Yesterday afternoon, that same streetcar -- squeaky but intact, dingy but sporting many of its original fittings and ornamentation -- was taking on passengers as visitors to the Baltimore Streetcar Museum celebrated its centennial birthday.

"We've preserved as much of it as we could," museum curator Benjamin Bates said while standing in the aisle of the car and moving his hand across its original maple veneer ceiling. "You can touch this and know you're touching a piece of the city's history."

No. 1050 is one of several cars stored and operated by the museum, which has a mile-long track outside its car barn along the southernmost portion of Falls Road near Maryland Avenue.

The museum has the city's oldest streetcar -- No. 417, which museum staffers believe dates to the 1870s -- as well as No. 7407, the last streetcar to operate in Baltimore when service ended in 1963.
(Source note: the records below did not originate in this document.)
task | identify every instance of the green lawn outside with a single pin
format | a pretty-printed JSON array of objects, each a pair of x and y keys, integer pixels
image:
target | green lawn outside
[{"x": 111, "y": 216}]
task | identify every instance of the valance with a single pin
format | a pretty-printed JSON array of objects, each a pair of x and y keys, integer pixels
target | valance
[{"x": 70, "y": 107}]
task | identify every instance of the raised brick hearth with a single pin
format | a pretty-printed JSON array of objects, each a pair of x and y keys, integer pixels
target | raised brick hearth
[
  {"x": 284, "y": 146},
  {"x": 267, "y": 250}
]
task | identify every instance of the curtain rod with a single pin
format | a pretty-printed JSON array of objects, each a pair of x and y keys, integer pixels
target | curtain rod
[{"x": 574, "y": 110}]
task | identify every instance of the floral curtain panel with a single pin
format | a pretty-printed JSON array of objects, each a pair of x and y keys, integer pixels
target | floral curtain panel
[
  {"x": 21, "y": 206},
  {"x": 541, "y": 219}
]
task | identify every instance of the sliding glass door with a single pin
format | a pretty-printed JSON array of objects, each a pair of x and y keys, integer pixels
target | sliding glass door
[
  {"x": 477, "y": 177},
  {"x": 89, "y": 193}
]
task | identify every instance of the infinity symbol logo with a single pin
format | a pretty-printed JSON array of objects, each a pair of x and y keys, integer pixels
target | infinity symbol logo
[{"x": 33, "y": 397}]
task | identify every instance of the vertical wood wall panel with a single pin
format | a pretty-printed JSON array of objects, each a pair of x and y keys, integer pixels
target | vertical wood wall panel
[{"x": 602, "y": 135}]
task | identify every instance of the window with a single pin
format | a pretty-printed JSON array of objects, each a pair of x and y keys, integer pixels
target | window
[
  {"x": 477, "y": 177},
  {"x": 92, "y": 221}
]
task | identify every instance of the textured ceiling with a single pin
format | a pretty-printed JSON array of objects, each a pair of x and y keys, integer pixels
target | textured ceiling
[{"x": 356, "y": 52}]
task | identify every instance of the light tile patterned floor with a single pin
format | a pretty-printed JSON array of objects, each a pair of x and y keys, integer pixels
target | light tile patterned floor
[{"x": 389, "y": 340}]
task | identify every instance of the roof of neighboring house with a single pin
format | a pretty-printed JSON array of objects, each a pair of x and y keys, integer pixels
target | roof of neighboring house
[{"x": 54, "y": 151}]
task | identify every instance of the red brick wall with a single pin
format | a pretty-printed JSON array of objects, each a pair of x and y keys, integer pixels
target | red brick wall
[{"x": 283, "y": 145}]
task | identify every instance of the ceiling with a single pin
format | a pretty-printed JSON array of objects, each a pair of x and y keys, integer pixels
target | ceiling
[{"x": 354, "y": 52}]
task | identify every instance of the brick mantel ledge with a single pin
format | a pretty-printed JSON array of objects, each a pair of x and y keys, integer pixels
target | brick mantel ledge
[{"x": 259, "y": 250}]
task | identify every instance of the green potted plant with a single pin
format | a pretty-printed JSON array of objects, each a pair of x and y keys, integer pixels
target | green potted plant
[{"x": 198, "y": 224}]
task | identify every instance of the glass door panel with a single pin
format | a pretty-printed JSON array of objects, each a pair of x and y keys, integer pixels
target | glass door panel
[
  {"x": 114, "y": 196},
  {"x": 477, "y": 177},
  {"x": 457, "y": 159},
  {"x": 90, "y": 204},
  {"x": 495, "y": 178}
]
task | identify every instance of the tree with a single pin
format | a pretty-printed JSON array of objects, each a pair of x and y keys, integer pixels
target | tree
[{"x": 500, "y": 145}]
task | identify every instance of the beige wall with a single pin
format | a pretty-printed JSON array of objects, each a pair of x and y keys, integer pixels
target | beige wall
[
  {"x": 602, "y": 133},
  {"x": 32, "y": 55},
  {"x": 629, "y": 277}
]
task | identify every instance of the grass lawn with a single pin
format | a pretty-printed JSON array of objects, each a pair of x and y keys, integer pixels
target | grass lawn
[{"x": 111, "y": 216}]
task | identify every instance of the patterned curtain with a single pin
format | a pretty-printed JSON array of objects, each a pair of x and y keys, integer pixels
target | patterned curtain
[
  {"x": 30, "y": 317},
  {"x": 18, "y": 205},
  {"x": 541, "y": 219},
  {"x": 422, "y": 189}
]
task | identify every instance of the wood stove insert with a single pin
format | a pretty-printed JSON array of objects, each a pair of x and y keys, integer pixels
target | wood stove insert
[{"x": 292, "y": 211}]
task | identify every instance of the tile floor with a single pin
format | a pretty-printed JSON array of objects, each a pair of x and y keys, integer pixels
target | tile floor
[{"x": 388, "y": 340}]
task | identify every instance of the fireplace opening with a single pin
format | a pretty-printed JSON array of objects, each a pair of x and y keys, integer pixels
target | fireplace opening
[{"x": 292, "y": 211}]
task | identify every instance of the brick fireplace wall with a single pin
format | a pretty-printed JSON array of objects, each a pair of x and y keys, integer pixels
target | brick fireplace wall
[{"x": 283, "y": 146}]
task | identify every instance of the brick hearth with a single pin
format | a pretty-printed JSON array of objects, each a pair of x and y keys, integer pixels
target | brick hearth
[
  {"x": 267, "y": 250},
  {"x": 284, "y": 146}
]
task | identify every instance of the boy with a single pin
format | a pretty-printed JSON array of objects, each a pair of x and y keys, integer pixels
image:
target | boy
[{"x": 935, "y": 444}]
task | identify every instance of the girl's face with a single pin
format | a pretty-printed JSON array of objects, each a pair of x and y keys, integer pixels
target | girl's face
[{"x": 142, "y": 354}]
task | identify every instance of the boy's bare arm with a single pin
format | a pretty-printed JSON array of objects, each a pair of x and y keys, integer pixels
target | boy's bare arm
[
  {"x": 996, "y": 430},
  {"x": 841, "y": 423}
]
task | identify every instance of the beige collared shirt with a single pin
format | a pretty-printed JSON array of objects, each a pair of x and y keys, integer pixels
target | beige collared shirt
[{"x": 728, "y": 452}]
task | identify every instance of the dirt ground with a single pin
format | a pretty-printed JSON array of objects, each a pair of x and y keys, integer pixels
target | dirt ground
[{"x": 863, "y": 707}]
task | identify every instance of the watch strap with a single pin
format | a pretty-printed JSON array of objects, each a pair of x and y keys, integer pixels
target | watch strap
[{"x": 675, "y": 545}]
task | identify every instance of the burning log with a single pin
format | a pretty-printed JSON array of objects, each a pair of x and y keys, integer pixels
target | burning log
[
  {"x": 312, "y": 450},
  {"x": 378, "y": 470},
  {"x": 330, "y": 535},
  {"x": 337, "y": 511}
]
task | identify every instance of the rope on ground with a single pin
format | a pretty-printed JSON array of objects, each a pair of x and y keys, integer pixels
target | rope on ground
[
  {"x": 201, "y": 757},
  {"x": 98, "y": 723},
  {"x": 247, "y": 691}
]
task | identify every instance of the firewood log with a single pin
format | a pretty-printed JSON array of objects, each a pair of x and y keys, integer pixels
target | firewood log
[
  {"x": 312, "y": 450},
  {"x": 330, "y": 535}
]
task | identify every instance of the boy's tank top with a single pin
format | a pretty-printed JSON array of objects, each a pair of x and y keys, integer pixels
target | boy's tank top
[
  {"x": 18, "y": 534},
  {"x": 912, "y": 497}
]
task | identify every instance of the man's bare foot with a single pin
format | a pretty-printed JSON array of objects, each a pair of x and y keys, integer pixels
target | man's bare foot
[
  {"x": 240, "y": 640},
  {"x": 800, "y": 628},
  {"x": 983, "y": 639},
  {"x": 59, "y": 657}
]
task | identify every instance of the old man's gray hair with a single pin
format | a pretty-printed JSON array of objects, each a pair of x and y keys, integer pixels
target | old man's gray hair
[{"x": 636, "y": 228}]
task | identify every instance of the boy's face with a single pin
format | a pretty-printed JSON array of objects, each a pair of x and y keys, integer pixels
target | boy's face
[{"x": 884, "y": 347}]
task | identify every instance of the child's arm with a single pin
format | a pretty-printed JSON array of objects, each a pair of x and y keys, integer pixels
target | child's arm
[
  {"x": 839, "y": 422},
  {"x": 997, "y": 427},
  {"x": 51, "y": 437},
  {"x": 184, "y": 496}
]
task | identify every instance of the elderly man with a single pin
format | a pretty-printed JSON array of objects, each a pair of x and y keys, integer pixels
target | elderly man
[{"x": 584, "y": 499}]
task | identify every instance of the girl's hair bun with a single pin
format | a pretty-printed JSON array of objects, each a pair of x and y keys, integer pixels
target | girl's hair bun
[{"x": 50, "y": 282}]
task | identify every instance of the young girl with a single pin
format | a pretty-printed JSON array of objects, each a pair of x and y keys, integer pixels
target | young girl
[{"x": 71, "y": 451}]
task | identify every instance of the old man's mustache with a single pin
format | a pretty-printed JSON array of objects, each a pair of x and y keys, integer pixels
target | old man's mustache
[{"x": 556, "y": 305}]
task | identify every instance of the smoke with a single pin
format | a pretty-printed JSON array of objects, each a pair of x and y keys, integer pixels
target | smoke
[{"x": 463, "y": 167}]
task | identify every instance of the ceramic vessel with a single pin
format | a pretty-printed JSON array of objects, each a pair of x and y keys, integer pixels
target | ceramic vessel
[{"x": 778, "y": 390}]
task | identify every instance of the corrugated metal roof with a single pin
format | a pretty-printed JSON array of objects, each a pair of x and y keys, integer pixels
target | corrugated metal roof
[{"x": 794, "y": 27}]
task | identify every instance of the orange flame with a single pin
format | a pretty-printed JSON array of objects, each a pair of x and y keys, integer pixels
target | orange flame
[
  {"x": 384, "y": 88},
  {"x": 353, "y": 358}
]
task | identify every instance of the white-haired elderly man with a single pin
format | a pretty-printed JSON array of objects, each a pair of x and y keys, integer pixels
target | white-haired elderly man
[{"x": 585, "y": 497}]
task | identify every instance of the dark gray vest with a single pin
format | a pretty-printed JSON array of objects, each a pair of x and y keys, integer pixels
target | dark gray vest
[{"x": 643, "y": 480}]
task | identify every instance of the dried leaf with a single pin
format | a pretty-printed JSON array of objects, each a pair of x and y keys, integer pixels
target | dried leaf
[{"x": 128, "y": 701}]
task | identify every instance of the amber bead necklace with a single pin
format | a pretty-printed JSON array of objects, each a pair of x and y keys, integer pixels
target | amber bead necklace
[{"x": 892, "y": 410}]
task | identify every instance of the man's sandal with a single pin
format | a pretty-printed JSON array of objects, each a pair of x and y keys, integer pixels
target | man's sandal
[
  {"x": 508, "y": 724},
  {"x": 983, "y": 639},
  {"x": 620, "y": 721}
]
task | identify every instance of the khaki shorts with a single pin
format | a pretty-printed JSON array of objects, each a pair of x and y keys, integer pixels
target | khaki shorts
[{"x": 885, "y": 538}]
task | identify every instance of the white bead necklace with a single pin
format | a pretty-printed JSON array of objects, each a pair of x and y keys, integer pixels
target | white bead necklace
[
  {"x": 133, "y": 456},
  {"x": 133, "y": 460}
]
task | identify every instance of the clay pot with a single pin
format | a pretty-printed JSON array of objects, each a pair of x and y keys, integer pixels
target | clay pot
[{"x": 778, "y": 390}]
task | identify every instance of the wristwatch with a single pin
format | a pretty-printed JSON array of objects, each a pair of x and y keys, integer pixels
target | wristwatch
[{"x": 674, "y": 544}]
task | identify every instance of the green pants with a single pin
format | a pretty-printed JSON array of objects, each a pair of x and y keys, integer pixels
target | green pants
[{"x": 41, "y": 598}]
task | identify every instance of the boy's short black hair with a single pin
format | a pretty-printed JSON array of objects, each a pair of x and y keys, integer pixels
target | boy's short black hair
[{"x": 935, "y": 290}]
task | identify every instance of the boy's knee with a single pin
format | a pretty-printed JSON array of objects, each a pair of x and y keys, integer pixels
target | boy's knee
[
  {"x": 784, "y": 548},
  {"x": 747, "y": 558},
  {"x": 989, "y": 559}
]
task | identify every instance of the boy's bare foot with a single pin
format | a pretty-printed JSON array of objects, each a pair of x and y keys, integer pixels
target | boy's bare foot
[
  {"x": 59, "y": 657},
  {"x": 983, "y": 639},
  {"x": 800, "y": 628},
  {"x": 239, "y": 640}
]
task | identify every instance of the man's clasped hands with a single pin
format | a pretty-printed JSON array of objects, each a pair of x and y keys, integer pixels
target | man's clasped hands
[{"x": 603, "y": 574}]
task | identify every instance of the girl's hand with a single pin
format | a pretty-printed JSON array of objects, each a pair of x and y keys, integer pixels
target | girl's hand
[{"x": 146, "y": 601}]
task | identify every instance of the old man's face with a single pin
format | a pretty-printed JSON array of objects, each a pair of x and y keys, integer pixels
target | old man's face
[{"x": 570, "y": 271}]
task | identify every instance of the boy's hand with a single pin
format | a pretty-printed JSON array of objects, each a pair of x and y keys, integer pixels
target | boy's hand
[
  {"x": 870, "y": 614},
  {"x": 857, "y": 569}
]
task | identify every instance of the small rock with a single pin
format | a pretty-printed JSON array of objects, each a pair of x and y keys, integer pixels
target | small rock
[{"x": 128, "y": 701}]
Bates and other museum staffers offer facts about Baltimore streetcar history:

Streetcars ran on tracks 8 inches wider than standard gauge to prevent railroad companies from moving locomotives through the city's center.

Horse-drawn wagons also used streetcar tracks to avoid the rough ride on unpaved or cobblestone city streets.

Some early streetcar lines were coded according to color rather than number, to accommodate non-English-speaking immigrants -- a system adopted in modern times for subway systems across the globe.

The old downtown Power Plant -- now home to the ESPN Zone, Hard Rock Cafe and Barnes & Noble Booksellers -- was the city's original streetcar power-generating plant.

Bates and other volunteers who staff the museum have spent 20 years restoring No. 1050 -- stripping woodwork, polishing brass window handles and replacing broken glass. Its long bench seats are lined with bright-red Wilton carpet upholstery from England -- stained and faded, but original nonetheless.

"It's a work in progress," Bates said of the car, which was nicknamed "Baby" by museum staffers.

Bates said the history of streetcars in Baltimore traces the path of the city's growth.

"The spread of development from the city's core followed the streetcar lines," he said.

He points to a map of streetcar lines hanging in the museum and notes how they follow the major routes from the city center -- along Harford Road, Greenmount Avenue and York Road, Reisterstown Road, Edmondson Avenue.

"The streetcars allowed people to live where they wanted and be able to get downtown for work and leisure," Bates said.

In many areas, tracks are still visible, some mostly buried under the asphalt that carries buses, streetcars' successors.

About 75 people turned out for the birthday. Bates said the museum's next big promotion will take place in mid-December, when children can help the conductor pick up a distinguished passenger -- Santa Claus.